(By the time you read this, I will be on my way to Uganda, so I scheduled it to fit.)
“First of all, I would like to thank you, the reader. It’s a necessity of all language to be heard; nobody would say anything if they knew they were not going to be heard. In the same way, there would be no point in producing a magazine if there was not an audience to read it. So, thank you!”
I got the school magazine this week, of which I was the editor and had a couple of featured articles. *cough* With all I’m doing, I’ve not had the chance to look through it entirely, but I did notice where I had made my mark, for once. It was a bit weird, actually, having my name in so many places throughout the magazine – more, in fact, than the Head Girl.
Whilst this may not be considered any big success – and rather shows that I should stick to fictional prose and factual theories, rather than journalism! – I’m proud of having, and giving, something from my school career of seven years, worthwhile and solid. Now that the photograph of me in Year Seven (first year) as a sprite in The Tempest has been removed from the Drama Studio walls, there is very little as a sign of what I was.
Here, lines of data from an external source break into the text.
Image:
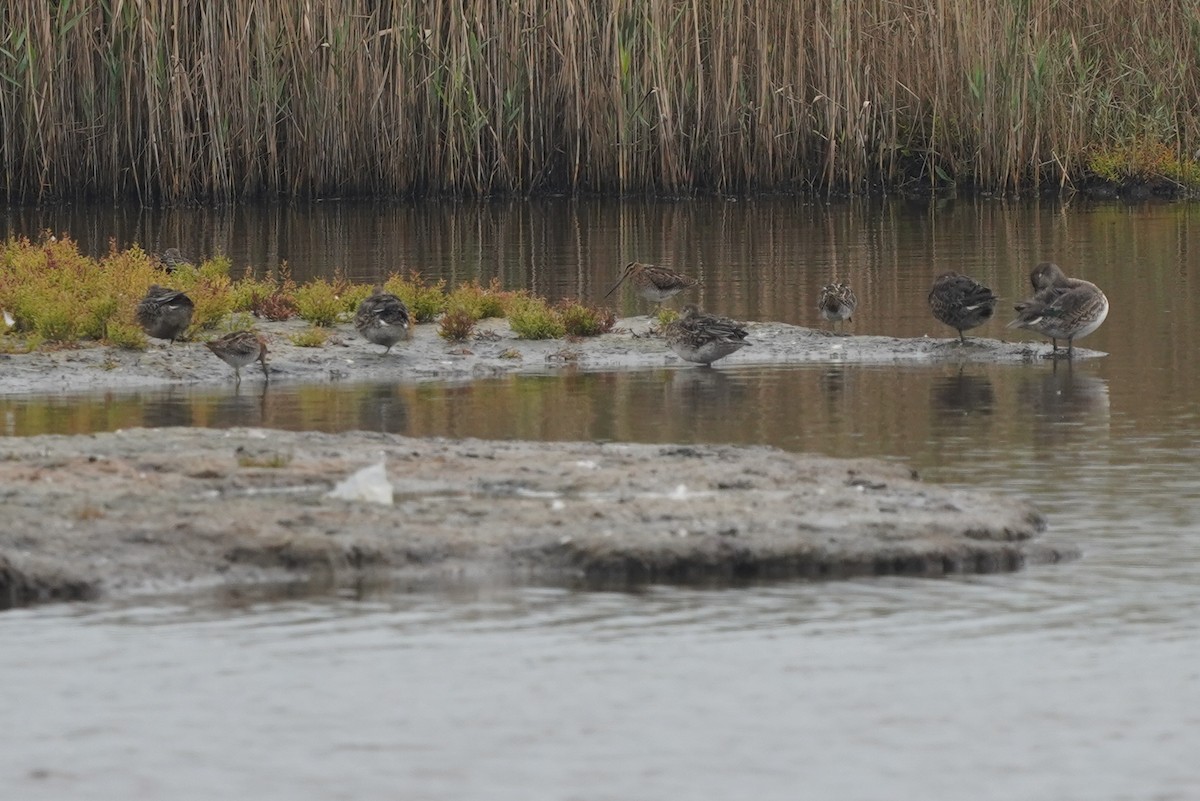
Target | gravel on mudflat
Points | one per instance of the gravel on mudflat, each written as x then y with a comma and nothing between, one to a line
187,509
493,351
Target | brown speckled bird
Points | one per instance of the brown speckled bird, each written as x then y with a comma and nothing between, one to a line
652,282
382,319
838,302
165,313
961,302
1061,308
703,338
239,349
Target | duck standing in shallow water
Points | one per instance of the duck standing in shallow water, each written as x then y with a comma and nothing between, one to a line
382,319
960,302
239,349
703,338
165,313
1061,308
838,302
653,283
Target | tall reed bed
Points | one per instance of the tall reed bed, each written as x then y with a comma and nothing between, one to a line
171,101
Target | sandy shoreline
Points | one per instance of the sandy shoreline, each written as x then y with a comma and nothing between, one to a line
169,509
495,351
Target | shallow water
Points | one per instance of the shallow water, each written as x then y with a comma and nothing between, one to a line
1066,681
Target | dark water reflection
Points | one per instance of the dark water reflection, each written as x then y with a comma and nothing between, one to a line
1066,681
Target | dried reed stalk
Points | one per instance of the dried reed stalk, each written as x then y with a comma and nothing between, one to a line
173,101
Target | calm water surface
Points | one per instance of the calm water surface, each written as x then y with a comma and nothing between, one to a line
1069,681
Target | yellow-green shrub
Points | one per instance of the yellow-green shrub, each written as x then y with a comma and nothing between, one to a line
318,302
424,301
532,318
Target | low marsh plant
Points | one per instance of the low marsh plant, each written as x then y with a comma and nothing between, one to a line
318,302
481,301
425,301
582,320
311,337
532,318
456,325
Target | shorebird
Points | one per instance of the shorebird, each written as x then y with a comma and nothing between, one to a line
382,319
239,349
165,313
1061,308
703,338
173,258
652,282
838,302
960,302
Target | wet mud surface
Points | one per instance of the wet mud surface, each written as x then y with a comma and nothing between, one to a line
168,509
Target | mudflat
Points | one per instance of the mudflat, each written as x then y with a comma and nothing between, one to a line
185,509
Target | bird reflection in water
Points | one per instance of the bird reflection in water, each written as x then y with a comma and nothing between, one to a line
706,392
241,407
1065,402
961,396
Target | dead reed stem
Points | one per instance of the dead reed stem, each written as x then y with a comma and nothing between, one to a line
169,101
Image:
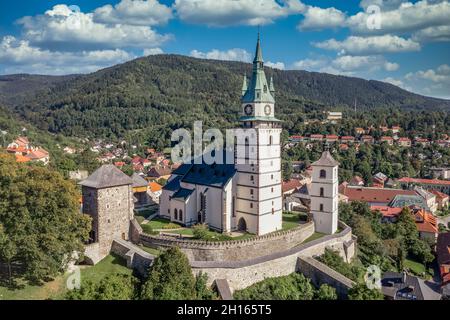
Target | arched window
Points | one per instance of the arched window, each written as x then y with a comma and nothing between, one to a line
247,148
323,174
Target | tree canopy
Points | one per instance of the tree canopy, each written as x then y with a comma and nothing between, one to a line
40,221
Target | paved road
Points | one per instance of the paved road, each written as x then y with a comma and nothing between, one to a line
444,220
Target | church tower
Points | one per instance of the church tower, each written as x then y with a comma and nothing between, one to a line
324,194
258,198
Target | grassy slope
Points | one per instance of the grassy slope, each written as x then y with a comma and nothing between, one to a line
56,289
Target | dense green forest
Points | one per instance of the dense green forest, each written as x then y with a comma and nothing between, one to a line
149,97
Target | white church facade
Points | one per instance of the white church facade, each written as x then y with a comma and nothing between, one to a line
246,194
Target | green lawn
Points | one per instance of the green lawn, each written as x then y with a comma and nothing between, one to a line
416,267
145,213
139,219
56,289
50,290
152,251
315,236
160,223
213,235
111,264
290,220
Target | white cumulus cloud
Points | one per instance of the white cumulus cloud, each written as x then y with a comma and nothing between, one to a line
152,51
235,12
235,54
18,56
134,12
407,17
64,29
275,65
318,18
356,45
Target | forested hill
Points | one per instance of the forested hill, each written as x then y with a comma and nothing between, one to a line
161,92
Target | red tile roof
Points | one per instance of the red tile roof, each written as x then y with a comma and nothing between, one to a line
291,185
424,181
386,211
439,194
368,194
426,222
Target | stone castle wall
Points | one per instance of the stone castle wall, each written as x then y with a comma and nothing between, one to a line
234,250
320,273
241,274
111,210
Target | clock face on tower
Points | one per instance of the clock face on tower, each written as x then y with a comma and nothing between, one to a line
248,109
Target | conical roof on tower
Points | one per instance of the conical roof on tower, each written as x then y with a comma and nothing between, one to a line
106,176
326,160
258,89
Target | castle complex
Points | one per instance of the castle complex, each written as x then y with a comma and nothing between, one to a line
244,195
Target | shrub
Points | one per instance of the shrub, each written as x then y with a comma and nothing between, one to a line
200,231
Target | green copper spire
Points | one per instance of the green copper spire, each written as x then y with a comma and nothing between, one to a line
271,86
258,55
258,89
244,85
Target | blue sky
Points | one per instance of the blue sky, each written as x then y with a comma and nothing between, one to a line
401,42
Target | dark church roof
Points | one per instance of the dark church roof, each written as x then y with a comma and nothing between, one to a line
182,193
214,175
138,181
107,176
326,160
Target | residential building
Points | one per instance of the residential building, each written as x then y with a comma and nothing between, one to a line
334,115
331,138
428,184
442,199
443,258
154,190
373,196
360,131
441,173
356,181
422,141
159,172
347,139
140,188
290,186
404,142
367,139
316,137
389,140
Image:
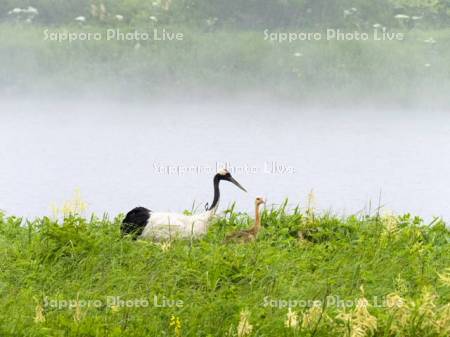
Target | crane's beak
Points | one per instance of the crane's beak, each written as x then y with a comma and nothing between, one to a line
232,180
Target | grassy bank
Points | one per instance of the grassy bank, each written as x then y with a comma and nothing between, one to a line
225,63
56,278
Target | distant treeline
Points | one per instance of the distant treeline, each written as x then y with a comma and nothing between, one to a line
239,14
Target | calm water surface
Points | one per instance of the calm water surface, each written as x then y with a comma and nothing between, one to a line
163,156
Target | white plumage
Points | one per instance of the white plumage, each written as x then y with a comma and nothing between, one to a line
146,224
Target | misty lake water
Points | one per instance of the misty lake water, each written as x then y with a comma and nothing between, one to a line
163,156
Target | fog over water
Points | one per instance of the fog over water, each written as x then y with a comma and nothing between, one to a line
119,156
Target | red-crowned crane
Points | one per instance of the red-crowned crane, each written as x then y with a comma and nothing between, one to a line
146,224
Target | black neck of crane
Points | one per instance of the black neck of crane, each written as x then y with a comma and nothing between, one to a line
216,192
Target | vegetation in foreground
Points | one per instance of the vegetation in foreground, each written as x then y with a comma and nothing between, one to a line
355,276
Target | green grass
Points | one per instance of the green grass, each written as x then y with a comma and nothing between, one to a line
45,261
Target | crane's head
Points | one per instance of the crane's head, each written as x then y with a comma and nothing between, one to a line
223,174
259,201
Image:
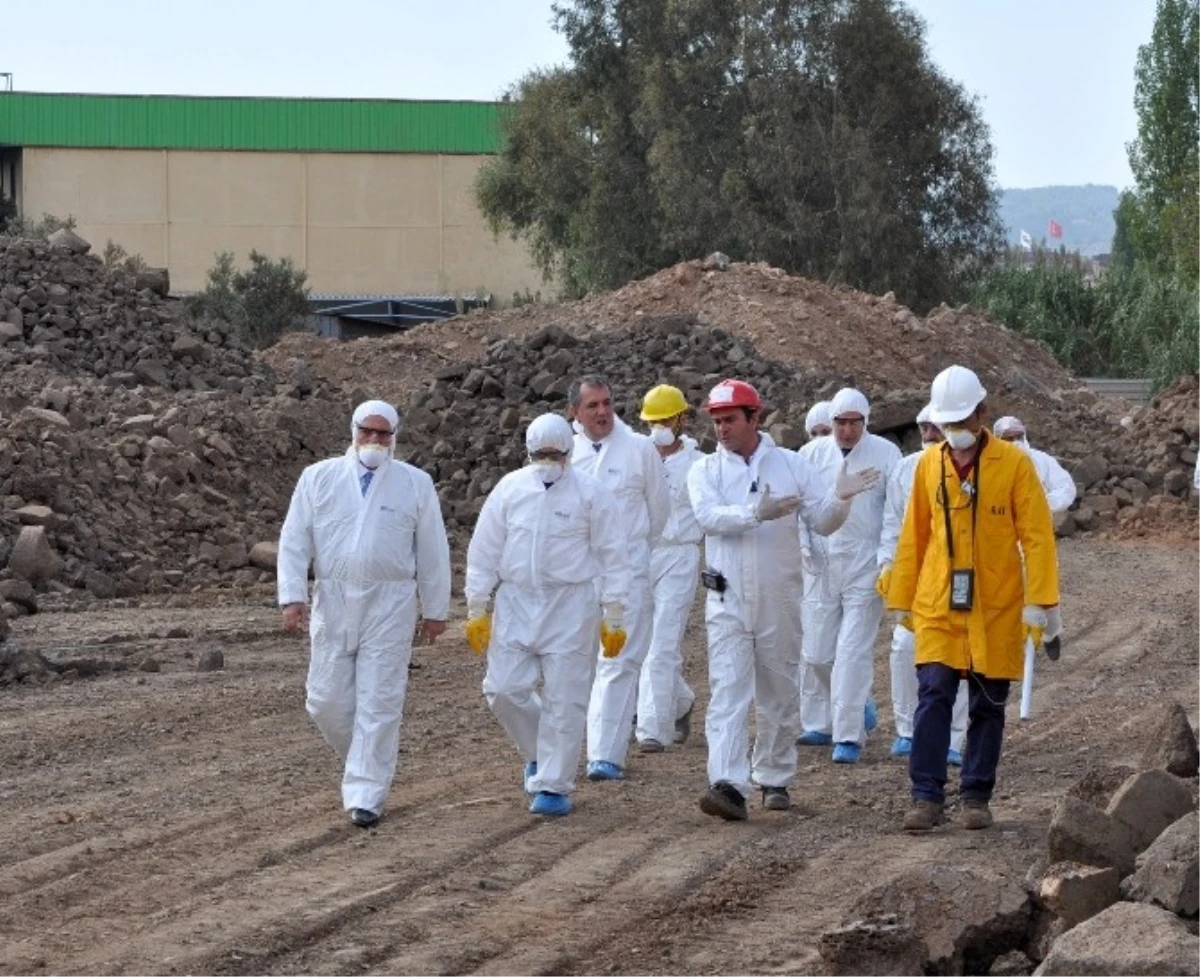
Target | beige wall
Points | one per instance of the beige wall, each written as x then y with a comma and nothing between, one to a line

What I find weird about leaving, on one hand, is that people – mainly staff – keep asking me if I enjoyed my time there. With little evidence of my existence in the school remains, I’m rather obliged to say ‘yes’, aren’t I?
Not that I would say no of my own accord in the big picture – and I’m a fan of the bigger picture. But…in the little things, there are many regrets and agonies and wishes that I had never set foot on that Abingdon earth.
Then again, I guess I’m being focused on my own time and my own self. I made so many friends and life moments in school, just as is meant to happen. A good friend of mine says things are meant to happen for a reason. Only now do I really see that – as retrospect is shining. If I had never chosen the school I had, I daren’t think what might have happened to me. Certainly, I would never have met and witnessed the inspiration for OJAP, and, disregarding that, would never have come across other pieces, however sparse, of inspiration for my other works. One of my favourite novels, Triangle, would certainly have never come into being – nor would my impression and opinion of the ideas in the book.
In that way, I thank God that I chose, as selfishly arbitrary as it was (“It has a swimming pool!”), that school over my other options. Who can really say what time would have done otherwise?
In case you hadn’t realised: my word of the week is EBULLIENT, with its crisp, French-based construct of morphemes. Before that, it comes from the Latin (yay!) adjective/participle ‘bulliens’, boiling, from the third declension verb of the same root. The ‘e’ simply denotes ‘out of’ or ‘extremely’.